2. Capacity that does not change if the volume of patients changes is known as:
*a. fixed capacity.
b. variable capacity.
c. intermittent capacity.
d. structural capacity.
3. Inpatient acuity influences:
a. the number of physicians who are available.
b. the contractual adjustments for revenue.
c. the number of licensed beds on the unit.
*d. the HPPD required for direct care.
4. Examples of productivity measures are:
a. patient days
b. visits
c. procedures
*d. all of the above.
5. The average daily census is calculated by dividing:
a. days in a time period by patient days.
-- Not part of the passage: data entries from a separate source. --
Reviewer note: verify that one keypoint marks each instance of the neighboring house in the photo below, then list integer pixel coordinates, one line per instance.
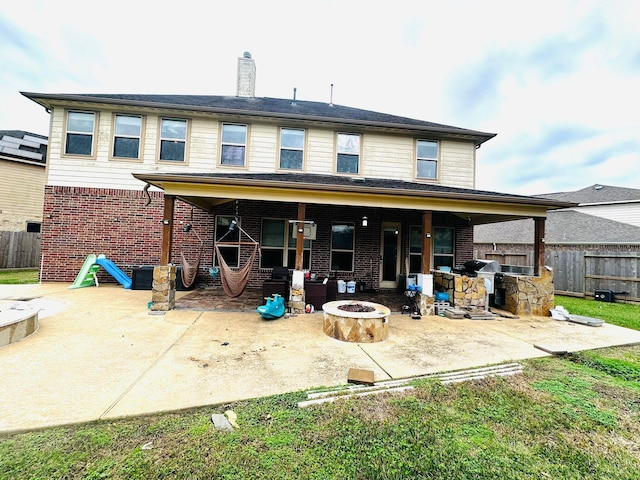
(22, 167)
(591, 246)
(379, 196)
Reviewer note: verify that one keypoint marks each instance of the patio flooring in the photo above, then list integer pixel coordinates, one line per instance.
(100, 354)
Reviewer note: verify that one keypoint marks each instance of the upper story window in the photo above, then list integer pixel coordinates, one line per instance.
(443, 247)
(234, 145)
(173, 139)
(291, 148)
(80, 133)
(427, 159)
(127, 133)
(342, 246)
(348, 153)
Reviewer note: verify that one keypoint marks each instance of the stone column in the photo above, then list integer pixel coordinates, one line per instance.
(164, 288)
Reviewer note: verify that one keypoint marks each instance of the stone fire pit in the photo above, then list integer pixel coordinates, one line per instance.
(356, 321)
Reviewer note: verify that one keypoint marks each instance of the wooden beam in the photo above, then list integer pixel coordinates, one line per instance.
(538, 245)
(427, 232)
(302, 211)
(167, 229)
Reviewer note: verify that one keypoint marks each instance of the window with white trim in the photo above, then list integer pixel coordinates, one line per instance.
(278, 245)
(80, 133)
(231, 253)
(342, 247)
(173, 139)
(427, 159)
(127, 132)
(291, 148)
(348, 153)
(234, 145)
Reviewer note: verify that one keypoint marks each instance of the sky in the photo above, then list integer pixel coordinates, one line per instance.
(557, 81)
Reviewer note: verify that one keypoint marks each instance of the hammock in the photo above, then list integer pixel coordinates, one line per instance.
(235, 281)
(189, 271)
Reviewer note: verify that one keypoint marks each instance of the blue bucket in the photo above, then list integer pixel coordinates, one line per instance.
(442, 297)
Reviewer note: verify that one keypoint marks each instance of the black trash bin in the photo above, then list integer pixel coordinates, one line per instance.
(142, 278)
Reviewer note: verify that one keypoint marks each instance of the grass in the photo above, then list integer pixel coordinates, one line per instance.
(622, 314)
(562, 418)
(12, 277)
(571, 417)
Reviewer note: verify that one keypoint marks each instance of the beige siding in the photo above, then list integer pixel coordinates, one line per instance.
(388, 156)
(263, 149)
(320, 157)
(457, 164)
(21, 194)
(383, 155)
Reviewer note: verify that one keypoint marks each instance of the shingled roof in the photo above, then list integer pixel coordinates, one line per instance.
(597, 194)
(23, 146)
(562, 226)
(313, 179)
(276, 108)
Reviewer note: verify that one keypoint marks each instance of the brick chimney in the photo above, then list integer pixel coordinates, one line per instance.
(246, 76)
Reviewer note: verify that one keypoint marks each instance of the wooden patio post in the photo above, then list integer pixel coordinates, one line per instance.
(427, 231)
(167, 229)
(538, 245)
(302, 210)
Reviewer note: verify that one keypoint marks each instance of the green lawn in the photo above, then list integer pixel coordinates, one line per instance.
(571, 417)
(18, 276)
(622, 314)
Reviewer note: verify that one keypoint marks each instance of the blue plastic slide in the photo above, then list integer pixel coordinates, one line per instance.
(114, 271)
(87, 275)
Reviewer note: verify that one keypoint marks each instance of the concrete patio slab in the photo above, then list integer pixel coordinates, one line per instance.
(99, 354)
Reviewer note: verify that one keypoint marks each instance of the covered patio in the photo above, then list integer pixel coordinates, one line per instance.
(383, 213)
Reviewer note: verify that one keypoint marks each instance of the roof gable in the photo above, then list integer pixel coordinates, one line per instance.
(276, 108)
(23, 146)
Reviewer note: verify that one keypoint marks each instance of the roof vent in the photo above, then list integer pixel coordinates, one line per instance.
(246, 76)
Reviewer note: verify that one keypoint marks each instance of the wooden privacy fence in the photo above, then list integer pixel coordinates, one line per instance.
(19, 250)
(583, 272)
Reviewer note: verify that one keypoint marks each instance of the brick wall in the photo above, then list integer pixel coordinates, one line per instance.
(80, 221)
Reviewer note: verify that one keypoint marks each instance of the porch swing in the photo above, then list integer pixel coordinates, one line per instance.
(235, 281)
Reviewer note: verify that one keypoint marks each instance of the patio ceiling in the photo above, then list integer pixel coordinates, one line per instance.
(209, 190)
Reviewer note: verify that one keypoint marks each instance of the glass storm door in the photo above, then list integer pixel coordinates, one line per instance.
(389, 254)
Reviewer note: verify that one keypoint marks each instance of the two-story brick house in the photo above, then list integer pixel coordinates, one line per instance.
(386, 195)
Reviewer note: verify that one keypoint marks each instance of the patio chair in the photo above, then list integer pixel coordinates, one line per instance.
(278, 283)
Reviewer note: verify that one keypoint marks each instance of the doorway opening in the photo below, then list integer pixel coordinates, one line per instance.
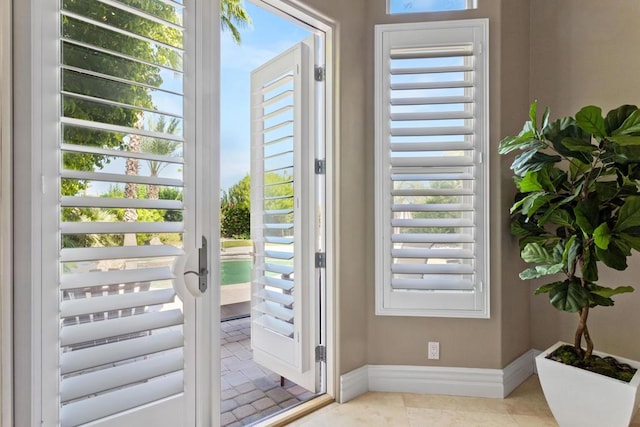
(272, 214)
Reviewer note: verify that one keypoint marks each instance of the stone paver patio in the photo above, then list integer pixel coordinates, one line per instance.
(250, 392)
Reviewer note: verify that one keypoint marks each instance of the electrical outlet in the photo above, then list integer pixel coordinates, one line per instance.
(434, 350)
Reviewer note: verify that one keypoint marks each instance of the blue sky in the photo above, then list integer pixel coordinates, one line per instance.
(266, 38)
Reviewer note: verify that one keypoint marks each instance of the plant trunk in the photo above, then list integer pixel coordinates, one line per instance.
(131, 189)
(583, 331)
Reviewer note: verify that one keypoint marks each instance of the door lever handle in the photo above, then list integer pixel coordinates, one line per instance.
(203, 267)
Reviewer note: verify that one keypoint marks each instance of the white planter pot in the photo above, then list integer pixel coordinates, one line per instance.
(582, 398)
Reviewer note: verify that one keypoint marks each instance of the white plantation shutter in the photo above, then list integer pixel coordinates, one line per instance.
(432, 169)
(121, 323)
(282, 97)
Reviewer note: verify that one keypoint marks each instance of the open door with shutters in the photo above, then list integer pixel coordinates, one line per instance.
(122, 229)
(284, 314)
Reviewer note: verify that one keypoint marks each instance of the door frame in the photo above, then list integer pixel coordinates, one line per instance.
(317, 21)
(23, 118)
(6, 207)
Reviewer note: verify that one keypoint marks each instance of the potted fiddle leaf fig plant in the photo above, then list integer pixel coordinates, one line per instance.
(577, 206)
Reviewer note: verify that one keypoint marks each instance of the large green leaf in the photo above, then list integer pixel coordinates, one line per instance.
(598, 300)
(533, 114)
(590, 120)
(529, 183)
(629, 215)
(587, 213)
(544, 289)
(570, 253)
(632, 241)
(630, 125)
(609, 292)
(534, 162)
(626, 140)
(545, 118)
(615, 118)
(541, 270)
(535, 202)
(613, 256)
(536, 253)
(520, 142)
(579, 144)
(606, 191)
(571, 297)
(602, 236)
(561, 217)
(578, 168)
(589, 265)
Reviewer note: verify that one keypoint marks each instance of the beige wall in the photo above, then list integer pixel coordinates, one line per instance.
(463, 342)
(363, 336)
(584, 52)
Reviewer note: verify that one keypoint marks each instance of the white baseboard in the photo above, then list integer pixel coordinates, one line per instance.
(354, 383)
(496, 383)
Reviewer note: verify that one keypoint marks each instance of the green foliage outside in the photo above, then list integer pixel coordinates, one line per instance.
(131, 98)
(235, 210)
(577, 204)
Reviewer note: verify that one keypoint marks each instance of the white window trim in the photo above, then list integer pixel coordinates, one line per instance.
(469, 4)
(428, 303)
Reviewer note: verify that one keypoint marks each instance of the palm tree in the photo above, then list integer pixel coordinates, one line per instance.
(159, 146)
(232, 16)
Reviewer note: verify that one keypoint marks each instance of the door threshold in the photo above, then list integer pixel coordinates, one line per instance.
(296, 412)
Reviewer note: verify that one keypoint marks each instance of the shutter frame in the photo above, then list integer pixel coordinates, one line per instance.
(409, 153)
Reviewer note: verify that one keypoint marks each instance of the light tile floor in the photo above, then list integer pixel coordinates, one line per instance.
(249, 392)
(524, 407)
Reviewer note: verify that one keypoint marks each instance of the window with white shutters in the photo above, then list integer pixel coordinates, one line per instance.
(121, 151)
(282, 214)
(432, 169)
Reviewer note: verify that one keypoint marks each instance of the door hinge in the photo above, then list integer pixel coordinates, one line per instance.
(321, 166)
(321, 260)
(321, 353)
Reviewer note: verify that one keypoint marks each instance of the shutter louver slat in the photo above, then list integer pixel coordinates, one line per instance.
(433, 207)
(285, 285)
(432, 100)
(112, 202)
(119, 252)
(434, 161)
(113, 177)
(280, 269)
(279, 255)
(119, 376)
(429, 143)
(119, 129)
(120, 227)
(81, 306)
(92, 357)
(142, 156)
(432, 253)
(277, 297)
(432, 269)
(430, 131)
(430, 85)
(86, 410)
(276, 325)
(432, 238)
(438, 283)
(276, 310)
(86, 332)
(432, 70)
(432, 222)
(102, 278)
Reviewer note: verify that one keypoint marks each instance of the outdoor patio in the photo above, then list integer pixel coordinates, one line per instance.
(250, 392)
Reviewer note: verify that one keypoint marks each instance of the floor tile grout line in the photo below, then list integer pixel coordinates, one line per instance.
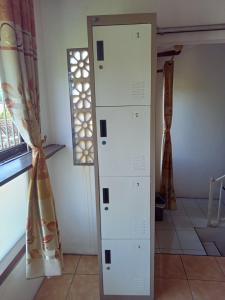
(73, 276)
(187, 278)
(221, 269)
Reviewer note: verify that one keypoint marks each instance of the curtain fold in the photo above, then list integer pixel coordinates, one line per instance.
(19, 83)
(167, 186)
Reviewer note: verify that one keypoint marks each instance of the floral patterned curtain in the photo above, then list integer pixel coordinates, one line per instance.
(167, 186)
(19, 82)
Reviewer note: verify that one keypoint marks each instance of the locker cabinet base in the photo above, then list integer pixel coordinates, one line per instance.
(117, 297)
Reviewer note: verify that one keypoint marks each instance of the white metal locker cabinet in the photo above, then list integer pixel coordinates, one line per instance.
(123, 77)
(126, 267)
(125, 207)
(122, 59)
(123, 140)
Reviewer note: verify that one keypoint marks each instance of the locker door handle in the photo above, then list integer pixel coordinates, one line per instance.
(108, 256)
(105, 192)
(100, 50)
(103, 128)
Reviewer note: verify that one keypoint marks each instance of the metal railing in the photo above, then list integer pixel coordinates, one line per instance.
(214, 222)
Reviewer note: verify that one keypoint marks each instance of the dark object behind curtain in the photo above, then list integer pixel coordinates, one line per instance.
(167, 186)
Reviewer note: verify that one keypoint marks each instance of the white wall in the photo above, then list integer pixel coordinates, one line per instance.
(17, 287)
(13, 212)
(198, 128)
(62, 25)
b. the number of beds by patient days.
*c. patient days by days in a time period.
d. the number of beds by days in a time period.
6. The occupancy rate measures how closely the patient census:
*a. comes to the unit’s full capacity.
b. comes to the number of nurses staffed each shift.
c. comes to earning a profit for the hospital.
d. comes to established quality benchmarks.
7. One reason nurse staffing is important to measure is that:
a. profitability depends on keeping staffing as low as possible.
b. the structural capacity of a hospital consists of staffing.
c. the more nurses on the staff, the fewer physicians are needed.
*d. nursing costs make up a large portion of a hospital’s budget.
8. FTEs are often used to measure nurse staffing, rather than job positions:
a. because this approach makes the calculations more complicated.